Salvajes (del día después) —en diez cuentos— plantea un ejercicio narrativo sobre los demonios contemporáneos. Sus páginas vierten el jadeo existencial de la krisis, mediante una economía del lenguaje que rehúye el artificio. Hay una separación a los límites del individuo, cuyo género se diluye en la androginia y la depauperación, en sintonía con el body horror cinematográfico de David Cronenberg, la narrativa gótica de Mary Shelley y el teatro del absurdo de Samuel Beckett.
La fascinación de Araya por el lenguaje se expresa a partir de aliteraciones y podas gramaticales, hasta conseguir un resultado límpido que recuerda a la prosa japonesa. Además, existe una conexión temática hacia la literatura fantástica de autores como Mario Levrero y Elena Garro, pero desde una deconstrucción obsesiva y audiovisual, en tanto transita por el reino etéreo del hiperespacio y el streaming.
El escenario de Salvajes deposita al lector en un mundo anómalo. Bien podría ser hacia una degradación posapocalíptica o una pesadilla. Hay una cabeza sin cuerpo, cogito ergo sum, en medio del humo de las barricadas de un perenne estallido social. Un grupo de hermanas obligadas a la relación incestuosa y el canibalismo velado. El hijo hipotético surgido de la paranoia de la cuarentena, en una casa familiar regida por mujeres. La inercia propiciada por la falta de estímulos naturales. El estupor de una periodista que termina encerrada en un subterráneo prehistórico. Una viuda que persigue a una sombra con un cuchillo. El fuego homérico de eros calcinando una ciudad andina. Una mujer asalariada poseída por la lascivia de una villa campestre. El suicidio alcohólico de una joven bisexual. Y el asesinato bíblico de un acosador.

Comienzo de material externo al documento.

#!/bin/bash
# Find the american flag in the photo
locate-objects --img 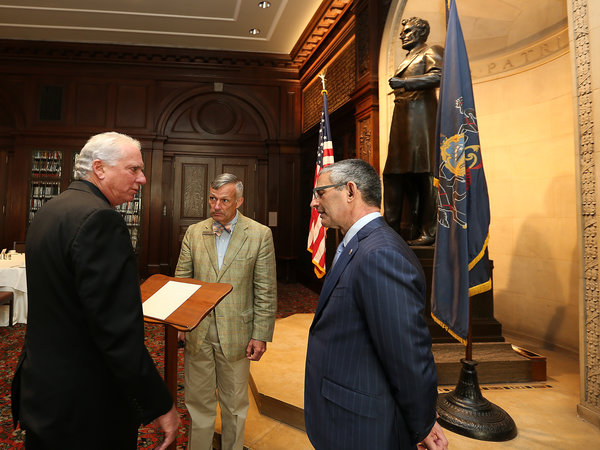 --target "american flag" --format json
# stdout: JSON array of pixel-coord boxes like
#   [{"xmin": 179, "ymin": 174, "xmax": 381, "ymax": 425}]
[{"xmin": 307, "ymin": 90, "xmax": 334, "ymax": 278}]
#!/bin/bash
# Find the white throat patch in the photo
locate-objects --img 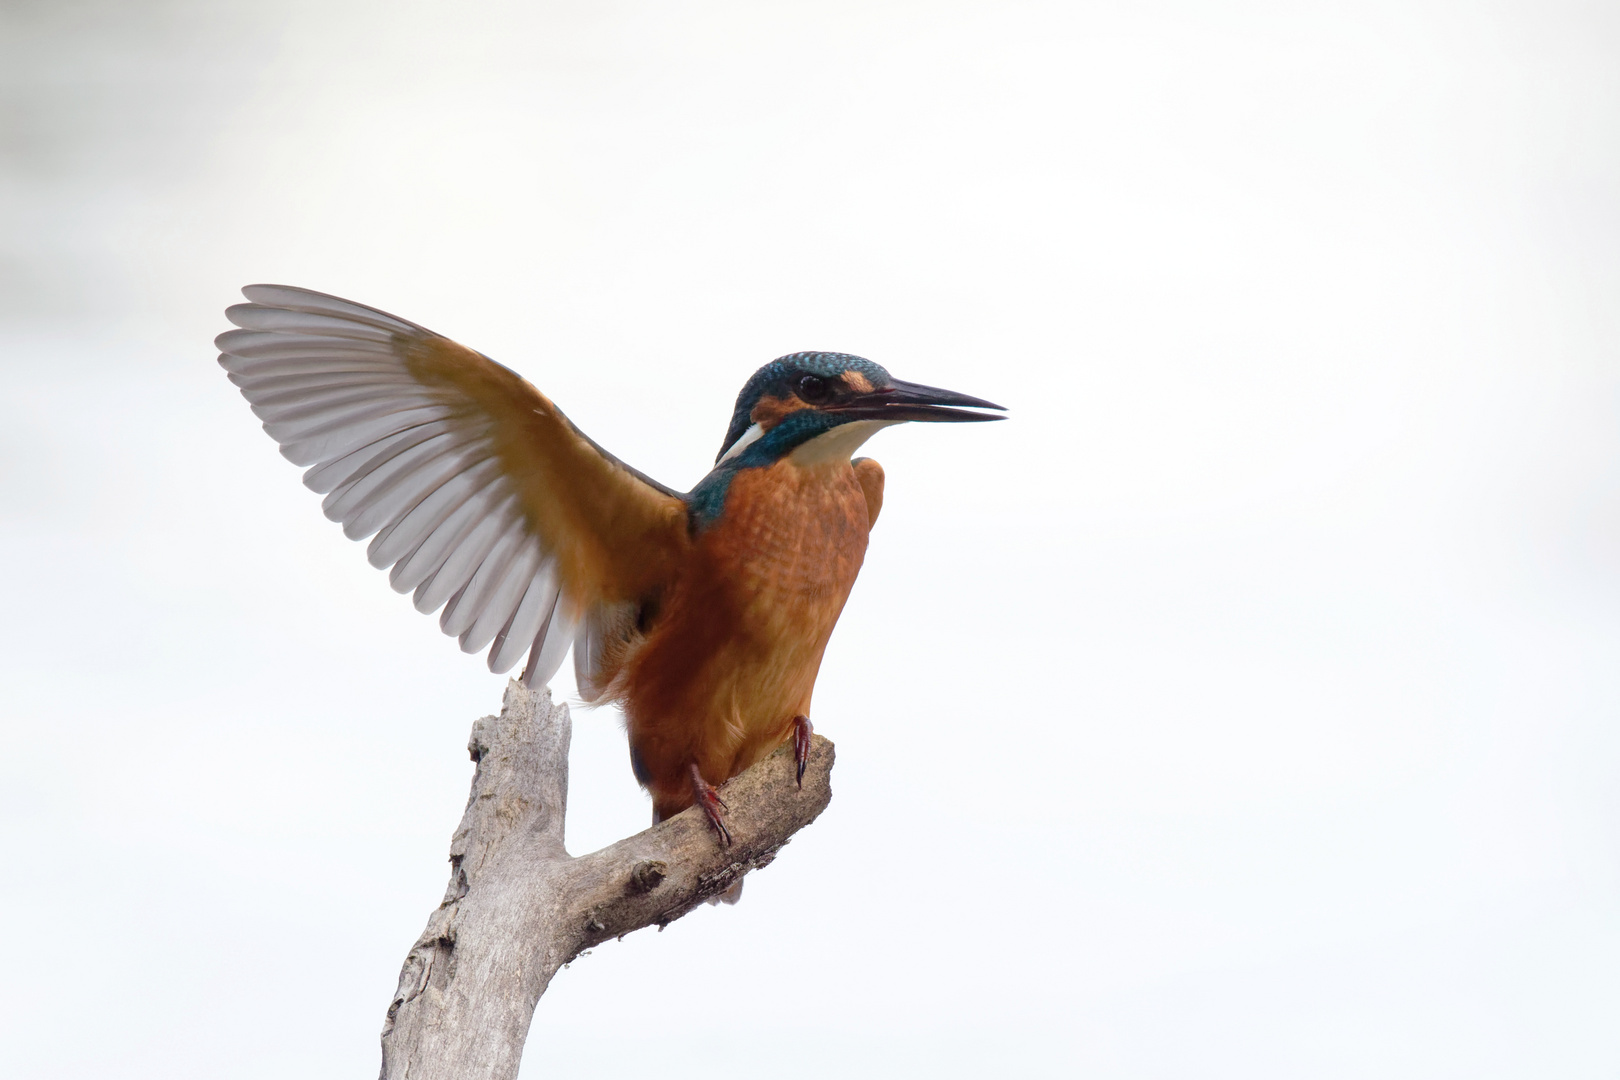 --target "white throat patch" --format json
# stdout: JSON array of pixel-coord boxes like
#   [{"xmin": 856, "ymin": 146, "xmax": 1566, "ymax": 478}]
[{"xmin": 787, "ymin": 419, "xmax": 899, "ymax": 466}]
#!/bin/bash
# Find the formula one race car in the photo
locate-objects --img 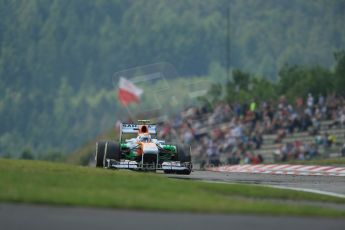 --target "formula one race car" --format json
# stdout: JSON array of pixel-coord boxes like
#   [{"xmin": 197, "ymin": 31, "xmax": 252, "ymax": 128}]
[{"xmin": 95, "ymin": 120, "xmax": 192, "ymax": 174}]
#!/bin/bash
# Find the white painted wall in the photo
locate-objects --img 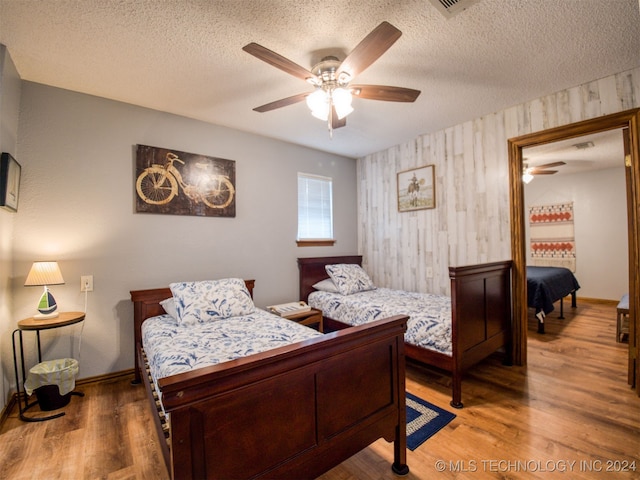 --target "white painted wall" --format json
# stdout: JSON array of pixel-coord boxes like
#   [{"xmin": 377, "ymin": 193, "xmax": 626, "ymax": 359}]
[
  {"xmin": 0, "ymin": 45, "xmax": 21, "ymax": 408},
  {"xmin": 1, "ymin": 81, "xmax": 357, "ymax": 407},
  {"xmin": 524, "ymin": 166, "xmax": 629, "ymax": 300},
  {"xmin": 357, "ymin": 67, "xmax": 640, "ymax": 296}
]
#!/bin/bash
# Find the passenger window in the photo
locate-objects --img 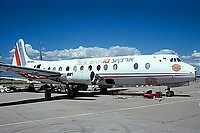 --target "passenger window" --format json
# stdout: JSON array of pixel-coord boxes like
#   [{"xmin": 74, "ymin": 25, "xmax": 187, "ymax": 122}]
[
  {"xmin": 48, "ymin": 67, "xmax": 50, "ymax": 70},
  {"xmin": 88, "ymin": 65, "xmax": 92, "ymax": 71},
  {"xmin": 97, "ymin": 65, "xmax": 101, "ymax": 71},
  {"xmin": 134, "ymin": 63, "xmax": 138, "ymax": 70},
  {"xmin": 73, "ymin": 66, "xmax": 77, "ymax": 72},
  {"xmin": 80, "ymin": 65, "xmax": 84, "ymax": 70},
  {"xmin": 66, "ymin": 66, "xmax": 70, "ymax": 71},
  {"xmin": 113, "ymin": 64, "xmax": 118, "ymax": 70},
  {"xmin": 145, "ymin": 63, "xmax": 150, "ymax": 69},
  {"xmin": 37, "ymin": 64, "xmax": 41, "ymax": 68},
  {"xmin": 104, "ymin": 64, "xmax": 108, "ymax": 71},
  {"xmin": 170, "ymin": 58, "xmax": 173, "ymax": 62},
  {"xmin": 53, "ymin": 67, "xmax": 56, "ymax": 71},
  {"xmin": 59, "ymin": 67, "xmax": 62, "ymax": 71}
]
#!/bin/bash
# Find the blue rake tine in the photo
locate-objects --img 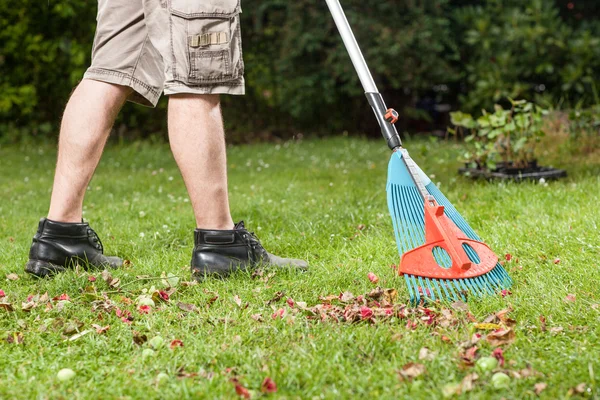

La lectura de este libro es un ejercicio de rabia que —a manera de catarsis— sirve de ceremonia para sanear el acabamiento de los espacios vitales. A pesar de la transparencia de su prosa, es una inmersión en la angustia, donde triunfan los monstruos de la razón y brotan las anomalías sensoriales. Al unísono, es una carcajada contra la fragilidad y el destino, delineada mediante el amuleto de la buena literatura.